Congratulations to the Aam Aadmi Party (AAP) for their resounding victory in the 2015 Delhi assembly elections. The ‘broom’ literally swept the capital clean. No pundit, opinion poll or exit poll, predicted the magnitude of their victory. A new chapter has been written in Indian politics which writes in bold and capital, that you don’t need to rely on communal polarization, dynasty and hundreds and thousands of crores to fight and win an election.
The following are the five biggest takeaways from this election:
1.) Be Humble and Apologize.
A masterstroke by Kejriwal. He apologized to the nation umpteen number of times for running away from power after just 49 days. There was genuineness in his apology and the decisive verdict proves, that people were willing to give him a second chance.
2.) Modi-Shah duo is no longer infallible.
The biggest takeaway from this election. It demolished the invincible aura that the duo enjoyed. The hubris that exuded from the BJP’s demeanour too would’ve been shattered. In a way, this is a good thing for the ruling party as well as the Indian democracy. Too much of centralized and concentrated power at the hands of a few, will always be detrimental in the long run. The winning streak and the public mandate that they enjoyed, gave them a garb to hide under, whenever questions were raised regarding the increasing communal tensions. Hopefully, the BJP will gracefully swallow the bitter pill and get back to their original agenda and promise of ‘acche din’, development and good governance.
3.) Caustic and negative campaigns don’t work.
The BJP made the same mistake which the congress did in the 2014 Lok Sabha elections. They should’ve realized from the congress’s puerile strategy, that vitriolic campaigns targeting an individual doesn’t really work. On the contrary, the constant accusations and name calling like ‘bhagoda’, ‘Back stabber’, ‘Naxalite’, ‘Anarchist’ etc. evoked sympathy among the voters and turned Kejriwal from a ‘bhagoda’ to a ‘bechara’.
4.) State elections are about micro issues, not macro.
The AAP was accused of playing agitational politics and being inept at governance.
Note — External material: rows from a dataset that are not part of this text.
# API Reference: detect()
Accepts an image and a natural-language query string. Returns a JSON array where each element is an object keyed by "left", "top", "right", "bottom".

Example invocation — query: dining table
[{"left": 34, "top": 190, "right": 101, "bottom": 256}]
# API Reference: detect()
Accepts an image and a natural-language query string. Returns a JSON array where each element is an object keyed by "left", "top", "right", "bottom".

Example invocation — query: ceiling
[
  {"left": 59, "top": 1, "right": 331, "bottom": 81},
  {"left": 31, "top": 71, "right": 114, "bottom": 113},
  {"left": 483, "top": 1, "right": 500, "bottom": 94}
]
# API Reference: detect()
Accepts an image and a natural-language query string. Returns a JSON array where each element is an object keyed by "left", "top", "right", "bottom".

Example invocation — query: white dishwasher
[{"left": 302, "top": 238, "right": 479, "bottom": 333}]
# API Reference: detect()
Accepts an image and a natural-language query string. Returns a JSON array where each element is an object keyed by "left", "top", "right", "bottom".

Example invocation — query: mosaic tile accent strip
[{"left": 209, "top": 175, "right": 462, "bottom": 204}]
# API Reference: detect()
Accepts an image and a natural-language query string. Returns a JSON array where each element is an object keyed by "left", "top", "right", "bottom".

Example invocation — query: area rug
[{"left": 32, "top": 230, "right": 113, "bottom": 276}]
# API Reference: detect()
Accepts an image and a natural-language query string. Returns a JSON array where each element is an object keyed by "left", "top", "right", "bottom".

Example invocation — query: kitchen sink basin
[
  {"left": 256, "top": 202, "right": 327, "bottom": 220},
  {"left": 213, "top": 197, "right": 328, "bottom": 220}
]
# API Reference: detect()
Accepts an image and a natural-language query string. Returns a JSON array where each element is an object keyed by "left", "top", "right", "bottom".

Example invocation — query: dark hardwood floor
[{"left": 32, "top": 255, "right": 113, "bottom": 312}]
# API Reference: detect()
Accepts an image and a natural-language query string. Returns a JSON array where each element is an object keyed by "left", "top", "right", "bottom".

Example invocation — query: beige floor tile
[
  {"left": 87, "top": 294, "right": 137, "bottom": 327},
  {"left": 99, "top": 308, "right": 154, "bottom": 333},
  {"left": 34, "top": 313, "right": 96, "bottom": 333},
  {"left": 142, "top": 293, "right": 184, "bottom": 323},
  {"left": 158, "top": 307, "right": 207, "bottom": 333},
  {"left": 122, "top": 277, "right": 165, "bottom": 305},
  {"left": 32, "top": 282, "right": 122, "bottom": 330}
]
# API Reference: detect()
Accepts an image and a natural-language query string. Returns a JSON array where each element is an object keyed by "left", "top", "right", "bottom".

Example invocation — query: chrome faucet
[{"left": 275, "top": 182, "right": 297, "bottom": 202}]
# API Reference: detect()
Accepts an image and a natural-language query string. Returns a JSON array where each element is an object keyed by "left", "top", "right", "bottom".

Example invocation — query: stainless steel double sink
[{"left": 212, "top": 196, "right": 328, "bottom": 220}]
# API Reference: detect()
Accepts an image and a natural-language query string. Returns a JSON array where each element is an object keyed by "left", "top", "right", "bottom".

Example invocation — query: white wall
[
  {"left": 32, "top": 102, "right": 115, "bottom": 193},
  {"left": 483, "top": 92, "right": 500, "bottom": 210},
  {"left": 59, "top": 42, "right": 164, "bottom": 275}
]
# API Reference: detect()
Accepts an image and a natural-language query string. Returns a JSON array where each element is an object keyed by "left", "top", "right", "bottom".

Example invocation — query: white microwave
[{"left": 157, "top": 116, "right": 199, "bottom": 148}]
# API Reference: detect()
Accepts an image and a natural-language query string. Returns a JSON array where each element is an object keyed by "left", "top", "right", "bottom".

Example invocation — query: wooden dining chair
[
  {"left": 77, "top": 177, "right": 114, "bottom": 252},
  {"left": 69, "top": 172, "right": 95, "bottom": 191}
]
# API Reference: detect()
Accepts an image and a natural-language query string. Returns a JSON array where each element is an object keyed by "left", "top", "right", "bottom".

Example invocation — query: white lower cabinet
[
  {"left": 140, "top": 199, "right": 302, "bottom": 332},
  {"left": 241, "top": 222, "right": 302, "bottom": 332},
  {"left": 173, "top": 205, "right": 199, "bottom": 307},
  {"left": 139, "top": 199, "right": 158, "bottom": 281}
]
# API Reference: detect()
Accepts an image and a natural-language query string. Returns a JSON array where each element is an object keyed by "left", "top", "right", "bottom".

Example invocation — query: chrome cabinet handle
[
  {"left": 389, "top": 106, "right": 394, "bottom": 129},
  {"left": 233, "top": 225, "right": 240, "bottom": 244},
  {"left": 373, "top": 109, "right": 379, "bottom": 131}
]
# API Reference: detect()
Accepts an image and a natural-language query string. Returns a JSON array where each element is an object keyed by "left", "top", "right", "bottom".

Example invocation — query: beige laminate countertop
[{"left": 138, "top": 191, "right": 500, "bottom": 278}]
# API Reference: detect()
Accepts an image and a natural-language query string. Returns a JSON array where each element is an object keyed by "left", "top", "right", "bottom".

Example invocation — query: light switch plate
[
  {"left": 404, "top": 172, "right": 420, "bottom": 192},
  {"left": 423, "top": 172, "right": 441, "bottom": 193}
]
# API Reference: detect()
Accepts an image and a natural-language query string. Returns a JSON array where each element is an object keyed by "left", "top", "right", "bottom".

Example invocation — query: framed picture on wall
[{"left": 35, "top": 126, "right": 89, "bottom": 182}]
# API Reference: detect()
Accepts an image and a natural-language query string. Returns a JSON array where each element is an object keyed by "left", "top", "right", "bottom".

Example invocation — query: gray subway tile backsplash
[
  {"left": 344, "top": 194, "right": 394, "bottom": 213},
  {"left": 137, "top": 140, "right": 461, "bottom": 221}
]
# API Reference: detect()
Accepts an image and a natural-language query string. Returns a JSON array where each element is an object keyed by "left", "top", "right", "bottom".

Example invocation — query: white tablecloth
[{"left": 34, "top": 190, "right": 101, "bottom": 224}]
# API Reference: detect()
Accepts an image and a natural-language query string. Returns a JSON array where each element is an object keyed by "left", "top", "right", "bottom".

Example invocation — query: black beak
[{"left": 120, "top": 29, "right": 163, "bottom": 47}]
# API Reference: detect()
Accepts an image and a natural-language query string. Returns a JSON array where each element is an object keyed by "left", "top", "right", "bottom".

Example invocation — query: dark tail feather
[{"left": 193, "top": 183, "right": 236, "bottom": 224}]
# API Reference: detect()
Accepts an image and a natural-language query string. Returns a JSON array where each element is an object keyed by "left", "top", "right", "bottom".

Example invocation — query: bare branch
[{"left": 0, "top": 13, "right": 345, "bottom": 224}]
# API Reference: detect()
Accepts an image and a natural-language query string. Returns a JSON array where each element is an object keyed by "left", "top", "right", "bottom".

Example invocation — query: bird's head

To counter this, they released a detailed and meticulously etched out manifesto to deal with the electricity, water and infrastructural problems. The BJP on the other hand was content with just a vision document which doesn’t mean anything.
Throughout their rallies, the BJP went overboard in selling their ‘centre-state-same-party’ logic, but barely addressed the local issues that plague the people day in and day out. I saw a YouTube video of Amit Shah’s rally, wherein all he doing was extolling the governance of the BJP in the last nine months, the falling oil prices, the Obama visit and India’s deterring response to Pakistan’s ceasefire violations and infiltrations.
5.) Don’t parachute land your leaders at the last moment.
Kiran Bedi is a classic example of why you shouldn’t parachute land your leaders at the last moment. Instead, strengthen your state organisational unit, empower and groom the local leaders. Harsh Vardhan should’ve been the ideal candidate as he won the BJP 32 seats in the last assembly elections. But Amit Shah & Co. tried to be too clever by half and the end result was 19 Ministers, 120 MPs and a mute Bedi against one man.
AAP regrouped after their debacle in the Lok Sabha elections and began their campaign well in advance with the Delhi dialogues. By the time the BJP took stock of the situation, it was already too late.